Sunday, September 9, 2012

Democrats Fail to 'Pay Their Fair Share' in Charlotte!

Tea Party Tribune ^ | 2012-09-09 10:01:24 | mrcurmudgeon


By Mr. Curmudgeon:

Democrats left their gathering in Charlotte, North Carolina, not having paid "their fair share." According to Bloomberg News, the party of the "little guy" left Charlotte "with more than $5 million in immediate obligations and may require a direct cash infusion from the Obama campaign to pay vendors," said Bloomberg.

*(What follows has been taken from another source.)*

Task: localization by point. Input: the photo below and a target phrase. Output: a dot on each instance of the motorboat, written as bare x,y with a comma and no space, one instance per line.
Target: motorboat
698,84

These vendors were located inside the Charlotte Convention Center and the Time Warner Cable Arena. Vendors located outside were equally short changed.
Legacy Village was the vendor's area situated under a tent outside the convention hall, where delegates voted to expel God and Jerusalem from the party's consciousness before its convention chair blunted their wishes, reinstating them into the party platform. Legacy Village vendors paid as much as $3,000 for the privilege of setting up shop close to the delegates, hoping for a little change. It didn't quite turn out that way.
"We've lost so much money from the way things have been set up, said Nila Nicholas, who sold marshmallows decorated with Michelle Obama's face. Ken Toltz, of Denver-based Obama-Bling.com, who sells political pins, said, "I did probably about 50 percent of what I hoped to do," reported the Tacoma News Tribune.
It seems that security barricades, set up to prevent the press from asking Democratic delegates if they were better off than they were four years ago, also drove foot traffic away from Legacy Village, Democratic Party-approved, Solyndra-like entrepreneurs.
However, free-spirited capitalists were undaunted. "They paid $3,000 for a rip-off," a T-shirt seller said of the Legacy Village vendors to the Tribune. He and many other nimble thinkers made bank down the street - having paid no fee to gain access to the crony-capitalist zone established outside the convention hall. "It was unclear ... whether the city had given the vendors outside the convention center permits to sell," said the Tribune. While Charlottes' regulatory bureaucrats slept, little entrepreneurs saw an opportunity, a need and met it. You could even say, "They built that."
The Democratic Host Committee, needless to say, was embarrassed. "When we heard that our vendors were frustrated, the host committee made several efforts to publicize their presence, directed visitors to their space, and waived contractual penalties for early departure, giving vendors the option to leave." Yes, the best laid schemes of mice and men.
In his Charlotte speech to his party's delegates, the presidents said we should forget the failures of his last four years and, instead, look to his next term for "achievable plans that will lead to new jobs, more opportunity and rebuild this economy on a stronger foundation." He couldn't even do that in Charlotte, and convention vendors desperately await an Obama campaign bailout.
That little T-shirt seller in Charlotte encapsulated the economic effects that spread-the-wealth-around Obamanomics has had on the nation - "rip-off."